The Cicadas Are Coming!

The last time this happened I missed it!  It was one of those once in a lifetime events when both a brood of the 13 year and the 17 year Periodic Cicadas emerged in 1998.  That was first time since 1777 that both broods have emerged at the same time.  This time it will just be Brood 19 of the 13 year Cicadas but I’m not missing it!

Brood 19 of the 13 year Periodic Cicadas will start to appear any day now depending on weather conditions.  I’ve heard on good authority that they have started to emerge in the southern portion of the range.  In the hearty of Missouri’s trout and smallmouth country, the emergence will likely run from the last third of May into much of June. 

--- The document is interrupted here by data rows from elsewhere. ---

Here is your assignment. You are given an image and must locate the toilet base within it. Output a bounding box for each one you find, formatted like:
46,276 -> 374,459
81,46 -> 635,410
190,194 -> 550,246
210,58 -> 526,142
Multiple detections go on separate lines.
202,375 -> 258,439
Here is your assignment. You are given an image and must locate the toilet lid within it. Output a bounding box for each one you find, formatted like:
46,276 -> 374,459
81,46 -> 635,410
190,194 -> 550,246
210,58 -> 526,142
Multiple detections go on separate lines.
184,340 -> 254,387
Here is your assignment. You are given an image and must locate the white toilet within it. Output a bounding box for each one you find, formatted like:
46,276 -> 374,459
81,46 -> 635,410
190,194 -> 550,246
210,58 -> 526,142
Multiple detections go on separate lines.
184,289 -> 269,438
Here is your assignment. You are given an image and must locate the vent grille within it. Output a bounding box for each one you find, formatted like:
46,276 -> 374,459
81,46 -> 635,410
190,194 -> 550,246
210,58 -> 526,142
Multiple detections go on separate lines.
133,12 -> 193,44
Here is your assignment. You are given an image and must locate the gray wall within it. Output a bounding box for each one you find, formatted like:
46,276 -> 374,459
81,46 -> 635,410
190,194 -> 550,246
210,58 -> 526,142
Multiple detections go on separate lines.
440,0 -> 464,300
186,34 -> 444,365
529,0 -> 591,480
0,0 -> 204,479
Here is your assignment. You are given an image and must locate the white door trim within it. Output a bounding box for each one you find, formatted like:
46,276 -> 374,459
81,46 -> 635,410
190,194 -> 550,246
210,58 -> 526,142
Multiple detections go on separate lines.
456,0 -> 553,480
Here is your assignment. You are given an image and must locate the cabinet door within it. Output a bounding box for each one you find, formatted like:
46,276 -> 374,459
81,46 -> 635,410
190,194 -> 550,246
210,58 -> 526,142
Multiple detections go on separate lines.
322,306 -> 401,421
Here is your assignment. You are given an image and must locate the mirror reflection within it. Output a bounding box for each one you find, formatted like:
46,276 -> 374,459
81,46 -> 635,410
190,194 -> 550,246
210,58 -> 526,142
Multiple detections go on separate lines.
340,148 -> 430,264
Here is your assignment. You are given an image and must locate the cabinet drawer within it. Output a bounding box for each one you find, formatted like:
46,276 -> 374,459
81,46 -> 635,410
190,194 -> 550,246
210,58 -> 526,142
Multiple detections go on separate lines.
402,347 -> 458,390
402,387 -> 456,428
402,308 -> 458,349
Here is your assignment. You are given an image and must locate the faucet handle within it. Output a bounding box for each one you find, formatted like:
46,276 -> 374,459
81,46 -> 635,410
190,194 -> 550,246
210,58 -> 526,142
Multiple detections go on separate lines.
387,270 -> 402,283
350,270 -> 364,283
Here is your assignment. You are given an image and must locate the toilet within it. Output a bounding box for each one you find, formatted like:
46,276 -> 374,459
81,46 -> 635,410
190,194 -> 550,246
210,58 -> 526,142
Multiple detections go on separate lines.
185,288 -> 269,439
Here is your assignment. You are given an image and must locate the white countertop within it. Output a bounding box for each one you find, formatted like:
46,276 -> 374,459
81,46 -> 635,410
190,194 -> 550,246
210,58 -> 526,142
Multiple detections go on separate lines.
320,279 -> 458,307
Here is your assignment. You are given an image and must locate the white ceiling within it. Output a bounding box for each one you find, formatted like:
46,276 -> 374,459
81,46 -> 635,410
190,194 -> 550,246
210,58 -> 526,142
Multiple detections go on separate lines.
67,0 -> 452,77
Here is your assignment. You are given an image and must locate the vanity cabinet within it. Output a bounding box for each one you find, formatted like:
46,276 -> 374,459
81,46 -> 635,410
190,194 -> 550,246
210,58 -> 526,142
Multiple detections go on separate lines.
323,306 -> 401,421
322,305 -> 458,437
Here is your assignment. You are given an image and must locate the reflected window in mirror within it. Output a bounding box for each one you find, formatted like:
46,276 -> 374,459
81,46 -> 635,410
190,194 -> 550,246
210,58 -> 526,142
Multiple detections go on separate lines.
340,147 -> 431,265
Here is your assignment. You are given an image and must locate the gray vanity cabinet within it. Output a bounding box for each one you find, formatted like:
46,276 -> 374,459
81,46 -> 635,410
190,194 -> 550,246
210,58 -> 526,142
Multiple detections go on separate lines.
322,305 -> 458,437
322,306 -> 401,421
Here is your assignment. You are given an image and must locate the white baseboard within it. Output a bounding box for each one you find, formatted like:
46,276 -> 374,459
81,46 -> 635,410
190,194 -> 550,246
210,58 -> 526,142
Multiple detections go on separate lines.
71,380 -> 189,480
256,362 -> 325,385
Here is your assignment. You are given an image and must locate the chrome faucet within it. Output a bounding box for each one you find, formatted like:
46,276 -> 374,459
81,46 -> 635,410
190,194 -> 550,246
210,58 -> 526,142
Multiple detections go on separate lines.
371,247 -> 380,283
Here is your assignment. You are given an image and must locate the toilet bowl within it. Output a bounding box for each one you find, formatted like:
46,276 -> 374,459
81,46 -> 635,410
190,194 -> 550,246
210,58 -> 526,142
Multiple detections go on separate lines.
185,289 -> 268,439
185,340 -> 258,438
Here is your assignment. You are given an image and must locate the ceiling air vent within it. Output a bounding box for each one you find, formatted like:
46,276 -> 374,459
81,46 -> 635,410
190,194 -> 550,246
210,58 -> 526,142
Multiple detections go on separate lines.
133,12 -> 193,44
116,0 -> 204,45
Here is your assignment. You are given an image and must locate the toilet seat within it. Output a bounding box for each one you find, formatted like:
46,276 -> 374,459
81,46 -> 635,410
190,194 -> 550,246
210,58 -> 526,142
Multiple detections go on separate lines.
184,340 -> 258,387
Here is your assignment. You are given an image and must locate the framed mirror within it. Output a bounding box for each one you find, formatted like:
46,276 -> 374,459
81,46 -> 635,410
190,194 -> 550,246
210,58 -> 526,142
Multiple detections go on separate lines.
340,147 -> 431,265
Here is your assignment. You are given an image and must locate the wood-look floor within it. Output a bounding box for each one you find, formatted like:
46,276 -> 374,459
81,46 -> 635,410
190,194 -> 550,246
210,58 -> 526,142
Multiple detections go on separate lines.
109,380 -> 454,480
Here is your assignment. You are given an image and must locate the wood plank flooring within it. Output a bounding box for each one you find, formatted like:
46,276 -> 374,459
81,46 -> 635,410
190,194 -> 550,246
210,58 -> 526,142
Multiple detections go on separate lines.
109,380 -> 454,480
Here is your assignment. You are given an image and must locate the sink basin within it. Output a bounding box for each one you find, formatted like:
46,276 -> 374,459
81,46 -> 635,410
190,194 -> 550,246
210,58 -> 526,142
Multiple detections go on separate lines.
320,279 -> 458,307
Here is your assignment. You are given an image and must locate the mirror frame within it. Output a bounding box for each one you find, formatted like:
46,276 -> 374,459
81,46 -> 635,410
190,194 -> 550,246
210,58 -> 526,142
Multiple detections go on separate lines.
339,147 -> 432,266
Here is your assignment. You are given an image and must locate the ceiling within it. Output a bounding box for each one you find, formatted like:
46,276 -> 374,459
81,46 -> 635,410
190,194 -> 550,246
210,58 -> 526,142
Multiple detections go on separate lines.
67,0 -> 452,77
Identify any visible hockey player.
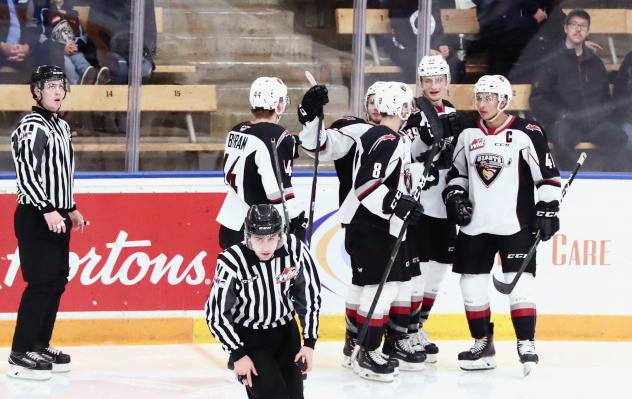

 These guys are BIG and plentiful.    They can be up to an inch and a half long and are nearly an inch in diameter.   They have a blackish-brown body with rusty orange eyes, legs and wing veins.  Fish feed so wildly on them that an exact match is not important.  Any big dark floating fly will work.  Just slap your fly down hard and hold on!

The females lay their eggs by making a cut in the end of branches and twigs, primarily oaks.  The cuts cause the leaves on the ends of the branches to shrivel and die.   The eggs hatch in about 6 weeks and fall to the ground.  After spending the next 13 years underground they will return again.  

The adults get all the publicity but the nymph stage shouldn’t be overlooked.   The guru of Missouri trout fishing, Mike Kruse, took advantage of the 1998 emergence well into July when the adults were gone.  Mike came up with his “Power Worm.”   The Power Worm is a fast and simple fly to tie.  Per Mike, start with a size 8 Mustad 9672 or equivalent hook.  Tie in an orange saddle hackle (Editor’s note: Mike didn’t specify but likely by the tip) at the hook bend.  Tie in short black flash chenille and warp it forward.  Palmer the hackle over the body.  Simple as that.

It will be three months to remember.